In this passage the prophet Jeremiah gives the people two instructions about the city they found themselves in – they are to seek its welfare and to pray for it.

Now I am no theologian but I understand from those who are that the word translated here as “welfare”, and which in other versions of the bible is translated “peace” (CEV) or “peace and prosperity” (NIV) or “wellbeing” (NLV), is actually the Hebrew word “Shalom”. Shalom is a deeply rich word which I won’t be able to do justice to, but it encapsulates within it peace, wellbeing and flourishing life. So when Jeremiah called the people of Israel to seek the Shalom of the city, he was calling them to seek all that and more, and not just to seek it for themselves but to seek it for all those who lived amongst them in Babylon – their own Shalom, their own well-being, was bound up with those living around them. There is something for me in this passage that hints at the common bonds of humanity, articulated in Southern African phrase ‘Ubuntu’ – a belief that all humanity is connected to one another, and that our well-being is only truly realised alongside the well-being of others.
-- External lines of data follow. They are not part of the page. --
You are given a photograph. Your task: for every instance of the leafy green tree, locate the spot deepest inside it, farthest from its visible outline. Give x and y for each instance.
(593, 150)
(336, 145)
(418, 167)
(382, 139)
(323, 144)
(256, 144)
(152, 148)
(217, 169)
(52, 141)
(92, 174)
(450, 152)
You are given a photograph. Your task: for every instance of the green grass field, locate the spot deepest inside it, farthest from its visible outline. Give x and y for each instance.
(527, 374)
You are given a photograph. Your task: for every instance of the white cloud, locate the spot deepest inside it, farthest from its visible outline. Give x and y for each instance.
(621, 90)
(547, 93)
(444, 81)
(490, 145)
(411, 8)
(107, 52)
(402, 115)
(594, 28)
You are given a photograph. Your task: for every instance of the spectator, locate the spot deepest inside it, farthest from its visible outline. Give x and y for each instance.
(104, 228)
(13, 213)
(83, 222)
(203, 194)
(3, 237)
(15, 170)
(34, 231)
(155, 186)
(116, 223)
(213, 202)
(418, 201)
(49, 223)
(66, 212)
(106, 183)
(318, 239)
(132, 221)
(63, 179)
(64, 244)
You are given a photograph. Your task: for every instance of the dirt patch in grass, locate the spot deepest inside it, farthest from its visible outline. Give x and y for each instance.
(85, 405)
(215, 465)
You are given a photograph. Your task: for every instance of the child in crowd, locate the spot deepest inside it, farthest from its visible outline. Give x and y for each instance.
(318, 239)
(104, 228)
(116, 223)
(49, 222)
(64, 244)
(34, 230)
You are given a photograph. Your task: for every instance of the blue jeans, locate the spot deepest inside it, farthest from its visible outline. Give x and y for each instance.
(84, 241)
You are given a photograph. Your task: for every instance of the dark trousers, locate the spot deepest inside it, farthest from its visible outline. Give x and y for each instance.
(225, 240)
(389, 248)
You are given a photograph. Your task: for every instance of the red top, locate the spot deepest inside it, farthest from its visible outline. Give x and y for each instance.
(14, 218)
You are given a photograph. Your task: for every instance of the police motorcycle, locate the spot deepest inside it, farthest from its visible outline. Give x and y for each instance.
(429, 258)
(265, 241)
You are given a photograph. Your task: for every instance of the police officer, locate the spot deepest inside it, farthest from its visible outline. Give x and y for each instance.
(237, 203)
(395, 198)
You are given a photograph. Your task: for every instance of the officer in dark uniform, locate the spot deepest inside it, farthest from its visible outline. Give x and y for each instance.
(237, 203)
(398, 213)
So this passage leads to a couple of challenges - to look for ways to seek the welfare of the city and to pray to Lord for it, both individually and to encourage churches to take intercession for the city seriously, and as an charity we have a some tools and resources to help churches think about this.

There are many people across the city who love Birmingham, many of them are people of faith whose faith propels them to hope for more for this city and its people, and who participate in seeking its welfare – to seeking the Shalom of the city.
I hope this movement of people seeking and praying continues to grow, at such an uncertain time in our country’s history it really needs to. In all sorts of ways, often quite small ones, we can play our part in making our city a place where people can flourish. I hope for this especially in the places where there is currently the most need, and I look for a day when instead of two faces, Birmingham has only one face and it’s a face that truly shines.